You should drive to the right lane as cautiously and quickly as possible, using your blinker. Continue there until you can either safely park on the shoulder or pull into a parking lot. An officer is trained to note how quickly you respond to his overhead lights, whether you use your blinker, and whether you pull over in a timely and safe manner.
Houston DWI Attorneys Tip No. 2 – I’ve pulled over, now what?
Put your car in park, turn off the engine, the radio, and put on your emergency or hazard lights. Be aware of where your driver’s license and insurance are, but don’t go digging around just yet. The officer will take note on your ability to locate your driver’s license and insurance. Unfortunately, when it comes to DWI investigations, many innocent acts may be twisted into guilty acts. For example, most people do not know where their insurance is and may have difficulty finding it whether or not they are intoxicated.
Houston DWI Attorneys Tip No. 3 – The officer immediately asked “Have you been drinking?”, what should I say?
If you have not been drinking the answer is simple. If you have been drinking, you will have an odor of alcohol on your breath. While the officer can not gauge how many drinks you had by the odor, it makes little sense to deny that you had a drink or two. If the officer is immediately asking you about alcohol, then he believes you may be DWI.
Houston DWI Attorneys Tip No. 4 – Do I have to answer the officer’s questions?
No. Remember you have the right to remain silent. You can politely ask the officer:
1) Why did you stop me?
2) Am I free to leave?
3) Am I being detained?
4) Am I under arrest?
If the officer says “You are being detained or under arrest.”, reply “I would refuse to answer any more questions or perform any tests, without my lawyer present.” Be polite, but be firm. Try to reach your Houston DWI Attorneys.
If the officer says, “You are NOT under arrest and are free to leave.” Count your blessings and move along.
Houston DWI Attorneys Tip No. 5 – Should I do the field sobriety exercises?
(The Horizontal Gaze Nystagmus Test or “pen test”; the Walk and Turn or “walk-the-line”; and the one leg stand)
No. Understand the sobriety exercises, like the walk and turn and the one leg stand, are more akin to coordination exercises. There are people who would never be able to do such tests. Such people should always refuse the tests. Other people, may be able to do well on the tests. Remember though that you are likely nervous, outside, in a parking lot (that may be sloped or uneven), with cars driving by and a police officer or two judging every move you make. In other words the awkward and unnatural nature of the tests become even more awkward and unnatural. Furthermore, the officer is looking for clues of impairment. He doesn’t tell you what those clues are. It would be similar to taking an exam where you didn’t know what materials the exam covered.
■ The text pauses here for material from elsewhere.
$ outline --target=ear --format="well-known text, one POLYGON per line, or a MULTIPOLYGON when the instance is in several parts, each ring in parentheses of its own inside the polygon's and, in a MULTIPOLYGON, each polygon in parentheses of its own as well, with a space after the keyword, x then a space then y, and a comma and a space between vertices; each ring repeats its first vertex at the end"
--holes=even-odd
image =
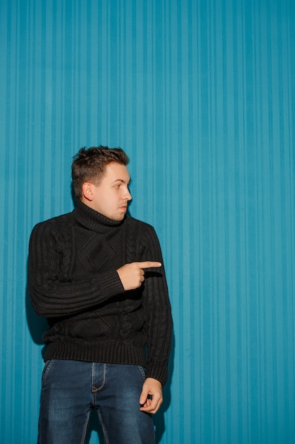
POLYGON ((82 185, 83 197, 90 201, 92 201, 93 200, 93 192, 92 190, 92 187, 93 184, 87 182, 82 185))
If you had the choice to not take that exam, you wouldn’t and you do have the choice to refuse the coordination exercises.
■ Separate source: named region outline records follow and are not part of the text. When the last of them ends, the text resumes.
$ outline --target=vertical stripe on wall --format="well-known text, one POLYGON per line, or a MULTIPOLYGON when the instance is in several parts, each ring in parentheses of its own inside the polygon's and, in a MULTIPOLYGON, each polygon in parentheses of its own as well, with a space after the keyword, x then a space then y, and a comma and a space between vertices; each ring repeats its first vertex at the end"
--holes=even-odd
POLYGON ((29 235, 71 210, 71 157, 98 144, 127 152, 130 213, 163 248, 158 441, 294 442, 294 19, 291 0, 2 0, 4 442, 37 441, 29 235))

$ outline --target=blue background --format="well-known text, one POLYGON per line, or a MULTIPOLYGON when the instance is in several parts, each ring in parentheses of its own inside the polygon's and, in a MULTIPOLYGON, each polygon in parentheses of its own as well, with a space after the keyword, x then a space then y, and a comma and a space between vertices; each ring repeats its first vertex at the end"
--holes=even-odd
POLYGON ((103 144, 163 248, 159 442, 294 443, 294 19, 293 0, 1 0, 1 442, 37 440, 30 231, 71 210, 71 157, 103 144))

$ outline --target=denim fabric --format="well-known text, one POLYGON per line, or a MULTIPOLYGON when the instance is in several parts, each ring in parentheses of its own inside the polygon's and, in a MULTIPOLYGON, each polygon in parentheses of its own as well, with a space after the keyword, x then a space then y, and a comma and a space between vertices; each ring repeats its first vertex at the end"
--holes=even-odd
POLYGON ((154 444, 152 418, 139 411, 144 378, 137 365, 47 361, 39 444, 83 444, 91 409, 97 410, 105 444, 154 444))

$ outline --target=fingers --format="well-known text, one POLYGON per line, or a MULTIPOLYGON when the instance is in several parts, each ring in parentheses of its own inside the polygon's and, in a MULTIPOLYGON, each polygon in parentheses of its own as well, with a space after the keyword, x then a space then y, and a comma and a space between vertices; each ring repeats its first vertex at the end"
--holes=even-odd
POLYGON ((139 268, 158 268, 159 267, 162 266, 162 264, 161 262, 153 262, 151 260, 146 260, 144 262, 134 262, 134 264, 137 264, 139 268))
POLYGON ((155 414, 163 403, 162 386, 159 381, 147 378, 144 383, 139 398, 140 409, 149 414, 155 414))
Houston DWI Attorneys Tip No. 6 – Should I do the blood test?
No. You have the right to refuse the blood test. If you refuse the officer may go get a warrant to draw your blood. If the officer does than you must submit to the blood test. While blood warrants are becoming more common, officers don’t always get one. If they don’t, they can’t and won’t draw your blood.
Houston DWI Attorneys Tip No. 7 – Should I do the breath test?
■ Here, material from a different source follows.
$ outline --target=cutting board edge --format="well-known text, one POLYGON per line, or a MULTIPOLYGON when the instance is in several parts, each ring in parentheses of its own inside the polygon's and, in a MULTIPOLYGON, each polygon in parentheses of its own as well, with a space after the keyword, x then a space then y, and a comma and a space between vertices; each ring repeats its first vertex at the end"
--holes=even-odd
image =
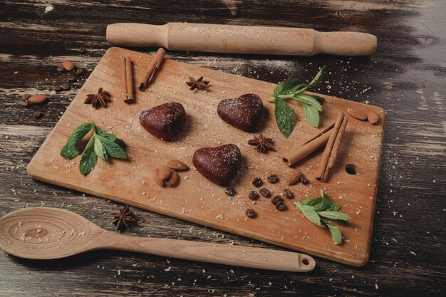
MULTIPOLYGON (((110 54, 109 53, 113 53, 113 51, 117 51, 118 49, 124 49, 124 50, 126 50, 126 51, 129 51, 129 50, 127 50, 127 49, 125 49, 125 48, 119 48, 119 47, 113 47, 113 48, 109 48, 106 51, 105 55, 104 55, 103 58, 104 58, 107 54, 110 54)), ((140 52, 135 52, 135 53, 140 53, 140 52)), ((152 56, 150 54, 146 54, 145 53, 145 54, 146 56, 147 56, 148 57, 152 58, 152 56)), ((102 61, 102 59, 101 59, 101 61, 102 61)), ((172 61, 172 62, 174 62, 175 63, 180 63, 180 64, 184 63, 182 62, 177 62, 177 61, 172 61)), ((99 62, 99 63, 100 63, 100 62, 99 62)), ((96 68, 95 68, 95 70, 96 70, 96 68)), ((212 69, 210 69, 210 70, 212 70, 212 69)), ((94 73, 94 71, 93 71, 93 73, 94 73)), ((228 74, 230 74, 230 73, 228 73, 228 74)), ((246 78, 249 79, 249 80, 252 80, 259 81, 259 80, 256 80, 254 78, 246 78)), ((264 83, 268 83, 268 82, 264 82, 264 83)), ((308 93, 311 93, 310 92, 308 92, 308 93)), ((373 109, 373 110, 377 110, 377 111, 380 111, 380 112, 382 111, 382 113, 380 113, 382 114, 382 115, 380 116, 381 122, 380 122, 380 125, 382 125, 383 126, 383 132, 382 132, 381 137, 380 137, 381 138, 380 139, 381 147, 383 146, 383 140, 384 135, 385 135, 384 125, 385 125, 385 123, 386 122, 386 120, 387 120, 386 118, 387 117, 386 117, 386 114, 385 114, 385 110, 382 108, 378 107, 378 106, 375 106, 375 105, 366 105, 366 104, 363 103, 351 101, 351 100, 349 100, 339 98, 333 97, 333 96, 331 96, 331 95, 323 95, 323 94, 321 94, 321 95, 323 95, 326 96, 326 97, 330 97, 331 98, 336 98, 336 100, 343 100, 343 101, 345 101, 345 102, 348 102, 349 104, 353 104, 353 105, 361 105, 361 106, 364 106, 364 107, 365 107, 367 108, 373 109)), ((76 95, 76 96, 77 95, 78 95, 78 93, 76 95)), ((73 101, 74 101, 74 100, 73 100, 73 101)), ((72 104, 73 104, 73 102, 71 103, 71 104, 68 106, 68 108, 67 108, 67 110, 70 108, 70 106, 72 104)), ((105 199, 113 199, 113 200, 116 200, 116 199, 115 197, 108 197, 107 195, 100 195, 100 194, 98 195, 97 194, 93 193, 93 191, 91 191, 91 192, 89 191, 88 189, 76 189, 74 187, 71 186, 69 184, 66 184, 64 182, 58 182, 58 181, 56 181, 55 182, 53 179, 46 179, 45 177, 42 177, 41 176, 38 176, 38 173, 40 172, 40 170, 39 170, 38 168, 37 168, 35 166, 33 160, 35 160, 36 156, 38 156, 41 152, 41 151, 43 149, 43 147, 47 144, 47 142, 51 139, 51 137, 52 135, 53 134, 56 128, 57 127, 58 127, 58 125, 61 125, 61 120, 62 120, 66 115, 66 114, 64 114, 62 116, 62 118, 59 120, 59 121, 58 121, 58 123, 56 123, 56 125, 55 125, 54 128, 51 130, 51 132, 46 137, 45 141, 43 142, 43 144, 41 146, 41 147, 39 147, 39 149, 36 152, 34 157, 31 160, 31 162, 28 164, 28 165, 27 167, 27 169, 26 169, 28 174, 31 178, 33 178, 34 179, 36 179, 36 180, 42 181, 42 182, 48 182, 48 183, 53 184, 56 184, 56 185, 58 185, 58 186, 61 186, 61 187, 66 187, 66 188, 72 189, 74 189, 74 190, 76 190, 76 191, 85 192, 85 193, 90 194, 96 196, 96 197, 103 197, 103 198, 105 198, 105 199)), ((380 152, 379 152, 379 162, 378 162, 378 170, 377 170, 377 172, 377 172, 377 180, 376 180, 377 183, 378 183, 378 180, 379 179, 379 172, 380 172, 380 170, 381 158, 382 158, 382 150, 380 150, 380 152)), ((378 192, 378 187, 376 187, 375 189, 375 194, 374 194, 374 196, 375 196, 375 201, 373 202, 373 209, 375 207, 377 192, 378 192)), ((118 201, 119 201, 119 200, 122 201, 122 200, 127 200, 127 199, 123 199, 120 198, 118 201)), ((130 205, 134 205, 134 206, 138 207, 140 207, 140 208, 144 209, 147 209, 149 211, 152 211, 152 212, 154 212, 160 213, 160 214, 162 214, 164 215, 167 215, 167 216, 170 216, 170 217, 175 217, 175 218, 177 218, 177 219, 183 219, 185 221, 191 222, 193 222, 193 223, 195 223, 195 224, 207 226, 213 228, 213 229, 223 230, 223 231, 228 231, 229 233, 236 234, 238 234, 238 235, 240 235, 240 236, 245 236, 245 237, 247 237, 247 238, 254 239, 256 240, 259 240, 261 241, 267 242, 267 243, 269 243, 269 244, 274 244, 274 245, 276 245, 276 246, 279 246, 290 249, 294 250, 294 251, 304 251, 306 253, 308 253, 308 254, 312 254, 312 255, 314 255, 314 256, 320 256, 320 257, 322 257, 322 258, 328 259, 330 259, 330 260, 332 260, 332 261, 338 261, 338 262, 343 263, 343 264, 348 264, 348 265, 352 265, 352 266, 361 266, 365 265, 368 262, 368 258, 369 258, 370 249, 370 245, 371 245, 371 235, 372 235, 373 225, 373 222, 374 222, 374 212, 373 212, 373 216, 370 218, 370 221, 371 221, 372 224, 370 224, 370 226, 369 226, 368 230, 369 237, 368 237, 368 242, 366 243, 367 249, 364 249, 363 251, 361 251, 361 254, 356 254, 355 259, 352 259, 351 258, 347 259, 346 257, 343 256, 342 255, 341 255, 341 256, 338 256, 338 258, 335 258, 335 257, 333 257, 333 254, 336 254, 336 253, 333 253, 333 252, 331 252, 331 253, 324 253, 324 252, 322 252, 322 251, 319 252, 318 251, 307 251, 304 248, 299 249, 299 247, 296 247, 296 246, 289 246, 289 245, 286 245, 286 244, 284 244, 283 243, 281 243, 281 242, 275 241, 274 240, 269 240, 268 239, 263 239, 261 236, 257 236, 256 235, 247 236, 244 234, 244 232, 243 231, 243 229, 239 229, 239 230, 234 229, 234 230, 232 230, 232 229, 229 229, 227 228, 226 226, 223 225, 223 224, 222 224, 221 226, 216 226, 215 223, 214 222, 212 222, 212 221, 209 221, 208 222, 206 219, 195 219, 195 218, 193 218, 192 217, 188 217, 187 218, 184 218, 184 217, 181 217, 181 216, 180 214, 176 214, 176 213, 172 213, 171 214, 168 211, 167 212, 164 212, 163 210, 150 209, 147 209, 147 207, 145 207, 144 206, 138 205, 138 203, 135 204, 135 203, 134 203, 134 202, 133 202, 133 201, 131 201, 130 199, 128 199, 128 204, 130 204, 130 205)))
MULTIPOLYGON (((28 175, 36 180, 38 180, 40 182, 47 182, 48 184, 55 184, 57 186, 60 186, 60 187, 63 187, 67 189, 71 189, 75 191, 78 191, 78 192, 83 192, 83 193, 86 193, 86 194, 89 194, 91 195, 93 195, 95 197, 98 197, 100 198, 103 198, 103 199, 111 199, 113 201, 116 201, 115 200, 115 197, 113 197, 113 196, 108 196, 108 195, 98 195, 96 193, 94 193, 93 191, 90 191, 88 190, 88 189, 81 189, 81 188, 76 188, 75 187, 73 187, 72 185, 69 184, 66 184, 63 182, 55 182, 53 180, 51 179, 46 179, 44 177, 42 177, 41 176, 39 176, 38 174, 38 170, 36 169, 33 166, 30 166, 30 165, 28 165, 28 166, 27 167, 27 172, 28 172, 28 175)), ((182 217, 180 215, 179 215, 176 212, 170 212, 167 211, 160 211, 158 209, 150 209, 149 208, 147 208, 147 207, 145 207, 143 204, 140 204, 138 203, 135 203, 135 201, 132 200, 132 199, 123 199, 122 198, 120 198, 120 199, 122 200, 127 200, 125 202, 125 203, 127 203, 128 204, 135 207, 138 207, 138 208, 141 208, 142 209, 145 209, 145 210, 148 210, 150 212, 153 212, 157 214, 160 214, 162 215, 165 215, 167 217, 174 217, 175 219, 182 219, 183 221, 186 221, 186 222, 190 222, 194 224, 197 224, 199 225, 202 225, 202 226, 206 226, 207 227, 209 228, 212 228, 212 229, 215 229, 217 230, 222 230, 226 232, 229 232, 229 233, 232 233, 234 234, 237 234, 239 236, 244 236, 247 239, 255 239, 255 240, 258 240, 259 241, 262 241, 262 242, 266 242, 268 244, 273 244, 274 246, 278 246, 282 248, 286 248, 286 249, 291 249, 292 251, 299 251, 299 252, 304 252, 304 253, 307 253, 309 254, 312 256, 319 256, 321 258, 323 258, 323 259, 326 259, 331 261, 334 261, 336 262, 340 262, 340 263, 343 263, 345 264, 348 264, 348 265, 351 265, 351 266, 362 266, 363 265, 365 265, 368 261, 368 258, 369 258, 369 254, 370 254, 370 240, 369 240, 369 244, 368 245, 368 249, 366 250, 365 250, 364 253, 361 254, 360 256, 356 257, 354 259, 347 259, 347 258, 344 258, 344 257, 338 257, 338 258, 334 258, 332 256, 331 253, 323 253, 323 251, 321 251, 321 252, 314 252, 312 251, 308 251, 306 250, 304 248, 299 248, 298 246, 291 246, 291 245, 287 245, 287 244, 284 244, 283 243, 279 242, 279 241, 276 241, 272 239, 268 239, 267 238, 262 238, 261 236, 251 236, 251 235, 247 235, 247 233, 243 232, 243 229, 231 229, 231 228, 227 228, 227 225, 225 224, 221 224, 218 226, 216 226, 214 222, 213 221, 209 221, 208 222, 207 220, 205 219, 194 219, 194 218, 192 217, 182 217)), ((119 203, 123 203, 121 202, 120 202, 119 203)), ((371 237, 371 234, 370 234, 370 237, 371 237)))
No. While there is some merit to submitting to the breath tests, if you think the officer will get a warrant to draw your blood, it is easiest to remember to refuse everything. Unlike the blood test, the officer can’t force you to do a breath test.
Houston DWI Attorneys Tip No. 8 – But won’t my license be suspended if I don’t submit to the breath or blood test?
Maybe. Within 15 days of your arrest, your Houston DWI Attorneys can request a license revocation hearing contesting the suspension. Many times and contrary to what the officer told you, your license is not suspended.